An allegory of 9/11: May we always remember

Reading Time: 2 minutes

In New York City on August 1974, the sounds of the busy street slowly begin to wind down to a near silent rumble of noise. There is a man on the top of one of the World Trade Center towers looming over the city. Leaving people below to wonder if this is going to jump to his death, or if it is a window washer, a construction worker or maybe just a shadow. People start to notice that there is a wire connecting the two World Trade Center Towers. The man Philippe Petit, whose name is not mentioned in the novel, steps out onto the ledge of the one-hundred and ten stories building connected to the wire. The city sits in shock and awe while awaiting the death of this man on a wire. This single event is a cornerstone to the whole novel. Colum McCann wrote Let the Great World Spin, a polyphonic novel where the reader will feel and understand human connectivity. The reader watches the city of New York build and grow over the decades since that iconic day where many watched the man take one step then another making his way across the cable connecting the towers.

McCann, uses the Twin Towers as a metaphor for how humans, both posh and poor, can find meaning and closeness in some of the most inspiring and most heartbreaking events. This novel is emotionally and thematically set as an allegory of the events that took place on 9/11/2001.

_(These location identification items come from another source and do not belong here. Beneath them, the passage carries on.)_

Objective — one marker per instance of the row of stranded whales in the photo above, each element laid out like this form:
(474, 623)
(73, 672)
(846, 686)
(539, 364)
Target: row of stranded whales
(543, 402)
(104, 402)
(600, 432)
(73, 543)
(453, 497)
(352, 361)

McCann introduces two men from Ireland. Corrigan is a religious monk who has lived in New York for a number of years. He spends the vast majority of his time helping at nursing homes and taking care of prostitutes in the city, making sure they are eating and have shelter by letting them rest at his apartment; the prostitutes call it The Tinkling Shop. His brother Carigan has recently moved to New York and is having the time of his life. He is trying to figure out his own purpose in life and trying to understand why his brother seems like he has everything put together so perfectly.

Living in the same building as Corrigan is Gloria. As the chapter shifts focus we learn that she lost three boys, has been divorced twice and attends group therapy. Chapter opens up with Claire serving breakfast for all the mothers who have lost sons. Gloria is part of this group. Claire and Solomon, Claire’s husband, lost their son in the Vietnam war. Each are trying to cope with the loss in their own ways; Claire goes to group therapy with Gloria and Solomon works himself numb.

Each chapter is a short story in its own right but all of their lives eventually intertwine. Through each chapter and story the reader will find that at least one character was in New York watching the man on the wire August 1974. They all were connected through that moment in time. The events of Sept. 11, 2001 caused them to remember that event. The Towers were somewhat forgotten in the bustle of the city until the attack.

This was one of the last times the Twin Towers brought the country together, and it is where the major theme of the book takes place. We, as readers and as humans, are all connected in one way or another.